Nondiabetes hospitalization is wrong time to up diabetes meds


 

FROM JAMA NETWORK OPEN

“Short-term hospitalization [for reasons other than diabetes] may not be the time to intervene in long-term diabetes management,” researchers conclude.

They found that, in a national cohort of older almost entirely male veterans with non–insulin-treated type 2 diabetes who were hospitalized for non–diabetes-related common medical conditions, intensified diabetes treatment on hospital discharge was linked to an increased risk of severe hypoglycemia in the immediate postdischarge period.

However, diabetes treatment intensification – that is, receiving a prescription for a new or higher dose of diabetes medicine – was not associated with decreased risks of severe hyperglycemia or with improved glycemic (hemoglobin A1c) control at 30 days or 1 year, according to study results, published in JAMA Network Open.

“We didn’t see a reduction in diabetes emergencies in more intensively treated patients,” lead investigator Timothy S. Anderson, MD, said in an interview.

Also, importantly, there was a low rate of persistence with the new treatment. “Half of the patients were no longer taking these [intensified diabetes medicines] at 1 year, which tells me that context is key,” he pointed out. “If a patient is in the hospital for diabetes [unlike the patients in this study], I think it makes a lot of sense to modify and adjust their regimen to try to help them right then and there.”

The overall risk of severe hyperglycemia or severe hypoglycemia was pretty small in the overall cohort, Dr. Anderson noted, “but we do put people at risk of leaving the hospital and ending up back in the hospital with low blood sugar when we intensify medications, and there’s not necessarily a good signal to suggest that it’s all that urgent to change these medicines.”

Instead, the “safer path” may be to make recommendations to the patient’s outpatient physician and also inform the patient – for example, “We saw some concerns about your diabetes while you were in the hospital, and this is really something that should be looked at when you’re recovered and feeling better from the rest of your health standpoint” – rather than making a diabetes medication change while the person is acutely ill or recovering from illness, said Dr. Anderson, from Beth Israel Deaconess Medical Center and Harvard Medical School, Boston.

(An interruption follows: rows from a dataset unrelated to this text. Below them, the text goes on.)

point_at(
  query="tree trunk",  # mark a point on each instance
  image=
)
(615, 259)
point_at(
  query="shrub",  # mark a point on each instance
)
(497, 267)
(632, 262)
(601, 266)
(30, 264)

The researchers also found an “unexpected” significant decrease in 30-day mortality in the patients with intensified diabetes treatment, which was probably because of confounding that was not accounted for, Dr. Anderson speculated, since clinical trials have consistently shown that benefits from diabetes medications take a longer time to show an effect.

‘Important study,’ but lacked newer meds

This is an “important” study for primary care and in-hospital physicians that shows that “hospitalization is really not the time and the place” to intensify diabetes medication, Rozalina G. McCoy, MD, coauthor of an invited commentary, told this news organization in an interview.

“While overcoming treatment inertia is important, [it should be] done appropriately, so that we don’t overtreat patients,” Dr. McCoy, of the Mayo Clinic in Rochester, Minn., stressed.

The very low rate of persistence of taking intensified medications is a major finding, she agreed. Hospitalized patients “are not in their usual state of health, so if we make long-term treatment decisions based on their acute abnormal situation, that may not be appropriate.”

However, patients with high A1c may benefit from a change at hospital discharge rather than when they see their primary care provider, with the caveat that they need close follow-up as an outpatient.

The study emphasizes the “need for longitudinal patient care rather than episodic patches,” according to Dr. McCoy.

For example, a patient who is hospitalized for a chronic obstructive pulmonary disease or asthma exacerbation may be receiving steroids that cause high blood glucose levels but as soon as they’re done with their steroid course, blood glucose will decrease, so the “need for close outpatient follow-up is very important.”

One limitation of the current work is that an earlier study in the same population by the research group showed that 49% of patients whose treatment regimens were intensified had limited life expectancy or were at or below their A1c goal, so they would not have benefited from the stepped-up treatment, she noted.

Another limitation is that the findings cannot be generalized to women or younger patients, or to patients treated with glucagonlike peptide 1 (GLP-1)–receptor agonists or sodium-glucose cotransporter 2 (SGLT2) inhibitors.

The study patients were seen in the U.S. Veterans Health Administration health system when these newer agents were not used. Three-quarters of patients received intensified treatment with sulfonylurea or insulin, and only one patient received a new GLP-1–receptor agonist.

Ideally, Dr. McCoy said, patients should have been prescribed a GLP-1–receptor agonist if they had atherosclerotic cardiovascular disease or kidney disease, or an SGLT2 inhibitor if they had kidney disease or heart failure, which may have led to different results, and would need to be determined in further study.

Dr. Anderson agreed that “SGLT2 inhibitors and GLP1 agonists are broadly much safer than the older diabetes medicines, at least when it comes to risk of hypoglycemia, and may have more clear benefits in heart disease and mortality. So I would not want to extrapolate our findings to those new classes,” he said. “A similar set of studies would need to be done.”